Below is a simplified view of a digital signal. Current goes on and off. No wave thing. There was no chance the Reis telephone could transmit intelligible speech since it could not reproduce an analog wave, not by making and breaking a circuit. A pulse in this case is not a wave! It was not until the early 1960s that digital carrier techniques simulated an analog wave with digital pulses. Even then this simulation was only possible by sampling the wave 8,000 times a second. (Producing CD quality sound means sampling an analog signal 44,000 times a second.) In these days all traffic in America between telephone switches is digital, but the majority of local loops are analog, still carrying your voice to the central office on a modulated wave.
digital
Reproducing speech practically relies on the transmitter making continuous contact with the electrical circuit.

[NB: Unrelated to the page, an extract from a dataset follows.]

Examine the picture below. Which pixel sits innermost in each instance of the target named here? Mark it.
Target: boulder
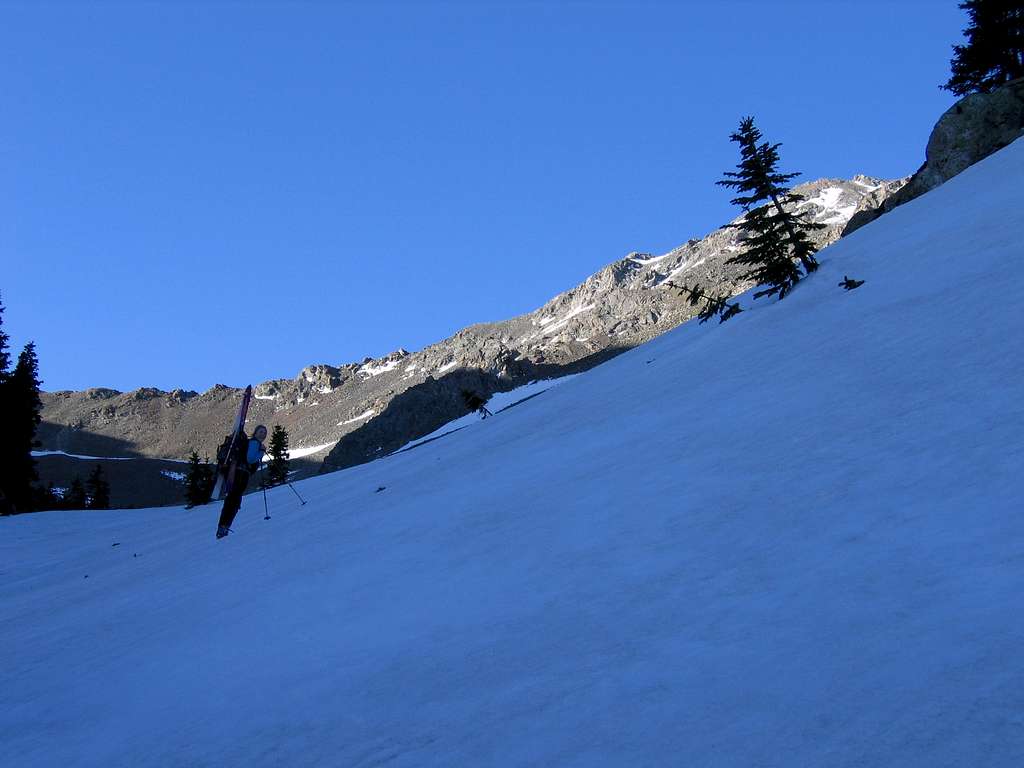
(971, 130)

A transmitter varies the electrical current depending on how much acoustic pressure it gets. Turning the current off and on like a telegraph cannot begin to duplicate speech since speech, once flowing, is a fluctuating wave of continuous character; it is not a collection of off and on again pulses. The Reis instrument, in fact, worked only when sounds were so soft that the contact connecting the transmitter to the circuit remained unbroken. Speech may have traveled first over a Reis telephone however, it would have done so accidentally and against every principle he thought would make it work. And although accidental discovery is the stuff of invention, Reis did not realize his mistake, did not understand the principle behind voice transmission, did not develop his instrument further, nor did he ever claim to have invented the telephone.
The definitive book in English on Reis is: Thompson, Silvanus P. Phillip Reis: Inventor of The Telephone. E.&F.N. Spon. London. 1883
  For other views and explanations of the Reis instrument, visit Adventures in Cybersound:
http://www.cinemedia.net/SFCV-RMIT-Annex/rnaughton/REIS_BIO.html
telephone history
In the early 1870s the world still did not have a working telephone. Inventors focused on telegraph improvements since these had a waiting market. A good, patentable idea might make an inventor millions. Developing a telephone, on the other hand, had no immediate market, if one at all. Elisha Gray, Alexander Graham Bell, as well as many others, were instead trying to develop a multiplexing telegraph ­ a device to send several messages over one wire at once. Such an instrument would greatly increase traffic without the telegraph company having to build more lines. As it turned out, for both men, the desire to invent one thing turned into a race to invent something altogether different. And that is truly the story of invention.